To review the challenges facing Janet Yellen as she assumes the chairmanship of the Federal Reserve is to appreciate that her job is second in importance and difficulty only to the presidency. Yellen’s legacy will be judged on multiple dimensions. Did she succeed in stimulating a flattened economy without creating new bubbles, despite no help from the executive or legislative branches? Did she manage to taper bond purchases without aborting the recovery? Did she build a working majority on a balky Fed open-market committee and gain control of an entrenched career staff? Did she convert the Fed from a central bank whose main constituency was other bankers to one committed to a reformed banking system? Did she produce greater harmony and resolve among other regulatory agencies? Did she devise even more inventive and unorthodox policy successes than her predecessor Ben Bernanke?

At the far fringes of debate within the Fed are measures to pump money directly into the economy beyond the current bond purchases. Some critics have pointed out that the current cheap money, which goes initially to the banks, is not trickling out into productive lending but is underwriting mainly insider plays to increase bank profits. There have been discussions inside the Fed about more venturesome bond-purchase programs that would directly support small-business lending, student-loan refinancing, or public infrastructure. All of these would be even more heroic uses of the Fed’s latent power to overcome a stagnant economy.

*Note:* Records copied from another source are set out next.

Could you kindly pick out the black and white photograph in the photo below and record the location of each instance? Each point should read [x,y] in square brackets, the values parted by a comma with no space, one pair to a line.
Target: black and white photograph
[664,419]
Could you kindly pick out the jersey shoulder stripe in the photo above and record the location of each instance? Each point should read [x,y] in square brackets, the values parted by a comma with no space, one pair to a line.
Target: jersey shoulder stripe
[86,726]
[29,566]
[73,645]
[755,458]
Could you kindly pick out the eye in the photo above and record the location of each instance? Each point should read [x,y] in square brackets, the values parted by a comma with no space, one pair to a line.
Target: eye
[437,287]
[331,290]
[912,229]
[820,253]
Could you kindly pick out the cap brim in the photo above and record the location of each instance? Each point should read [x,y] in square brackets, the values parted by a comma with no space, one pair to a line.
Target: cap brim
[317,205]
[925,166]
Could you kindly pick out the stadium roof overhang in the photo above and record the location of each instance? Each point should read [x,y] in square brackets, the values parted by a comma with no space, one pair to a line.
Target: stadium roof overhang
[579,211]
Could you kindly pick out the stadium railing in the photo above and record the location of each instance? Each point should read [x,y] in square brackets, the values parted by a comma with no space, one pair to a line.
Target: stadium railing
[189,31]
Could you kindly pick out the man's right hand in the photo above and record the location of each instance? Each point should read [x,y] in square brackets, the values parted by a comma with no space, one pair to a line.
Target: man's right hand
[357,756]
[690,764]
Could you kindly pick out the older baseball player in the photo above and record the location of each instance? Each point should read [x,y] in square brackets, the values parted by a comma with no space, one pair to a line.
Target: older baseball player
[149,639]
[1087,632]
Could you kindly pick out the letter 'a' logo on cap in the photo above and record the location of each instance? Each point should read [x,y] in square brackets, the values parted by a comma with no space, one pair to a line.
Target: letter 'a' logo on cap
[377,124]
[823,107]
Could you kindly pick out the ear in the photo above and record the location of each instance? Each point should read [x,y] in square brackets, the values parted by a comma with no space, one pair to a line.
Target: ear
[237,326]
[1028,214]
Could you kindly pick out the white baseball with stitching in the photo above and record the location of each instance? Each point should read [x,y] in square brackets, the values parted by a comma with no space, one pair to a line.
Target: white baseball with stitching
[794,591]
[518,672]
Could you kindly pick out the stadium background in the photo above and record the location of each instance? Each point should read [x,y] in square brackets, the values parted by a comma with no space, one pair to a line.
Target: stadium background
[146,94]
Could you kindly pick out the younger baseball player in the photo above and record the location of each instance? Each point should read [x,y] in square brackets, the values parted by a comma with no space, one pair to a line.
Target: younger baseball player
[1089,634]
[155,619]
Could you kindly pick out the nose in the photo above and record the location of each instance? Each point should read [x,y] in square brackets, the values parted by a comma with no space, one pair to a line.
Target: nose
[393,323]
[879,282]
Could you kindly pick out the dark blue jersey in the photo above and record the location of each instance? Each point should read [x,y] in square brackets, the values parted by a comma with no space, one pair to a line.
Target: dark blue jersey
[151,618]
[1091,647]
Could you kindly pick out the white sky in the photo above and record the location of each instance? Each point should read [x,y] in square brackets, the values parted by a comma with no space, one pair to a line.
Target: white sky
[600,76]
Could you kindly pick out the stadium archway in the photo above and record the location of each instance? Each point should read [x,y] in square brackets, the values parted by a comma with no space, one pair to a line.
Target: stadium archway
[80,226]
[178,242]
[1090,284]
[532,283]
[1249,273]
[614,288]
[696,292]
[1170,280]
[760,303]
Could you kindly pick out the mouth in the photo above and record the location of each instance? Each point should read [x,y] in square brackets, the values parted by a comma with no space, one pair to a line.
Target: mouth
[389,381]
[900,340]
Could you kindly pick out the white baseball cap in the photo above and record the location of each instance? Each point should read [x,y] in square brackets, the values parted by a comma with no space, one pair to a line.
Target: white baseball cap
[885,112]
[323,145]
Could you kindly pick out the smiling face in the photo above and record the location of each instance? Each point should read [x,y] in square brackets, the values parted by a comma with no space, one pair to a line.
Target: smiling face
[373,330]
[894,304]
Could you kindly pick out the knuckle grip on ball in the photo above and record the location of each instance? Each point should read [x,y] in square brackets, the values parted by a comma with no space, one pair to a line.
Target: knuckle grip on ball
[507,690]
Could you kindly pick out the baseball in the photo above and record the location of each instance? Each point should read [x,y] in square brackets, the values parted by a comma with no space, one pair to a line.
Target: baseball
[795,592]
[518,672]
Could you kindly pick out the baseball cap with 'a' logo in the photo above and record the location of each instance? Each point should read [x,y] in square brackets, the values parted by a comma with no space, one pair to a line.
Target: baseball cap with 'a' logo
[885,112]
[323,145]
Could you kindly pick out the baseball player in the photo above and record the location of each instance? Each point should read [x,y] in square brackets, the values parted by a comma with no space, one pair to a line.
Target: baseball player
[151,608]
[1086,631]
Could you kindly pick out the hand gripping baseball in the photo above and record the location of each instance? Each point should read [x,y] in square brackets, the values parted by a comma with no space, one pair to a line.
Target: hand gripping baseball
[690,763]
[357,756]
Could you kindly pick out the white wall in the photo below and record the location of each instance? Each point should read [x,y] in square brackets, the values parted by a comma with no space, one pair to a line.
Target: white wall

Janet Yellen’s tenure may lack the high drama of the Bernanke years of acute crisis, when the financial system nearly collapsed. But with the economy far from healed, the challenges facing Yellen are no less urgent. A key challenge is preventive—to reshape a dysfunctional financial system into one that serves the economy and presents less risk to the system because it takes fewer risks onto itself. Though the Dodd-Frank Act gives the Fed new powers to rescue and restructure failed banks, the more important power is to assure that a new rescue on the scale of 2008 will never be necessary. The Yellen Fed, in many respects, is a more radical central bank than at any time in its hundred-year history. But to prevent the next collapse and to complete the work of repairing a warped financial system, it will need to become more radical still.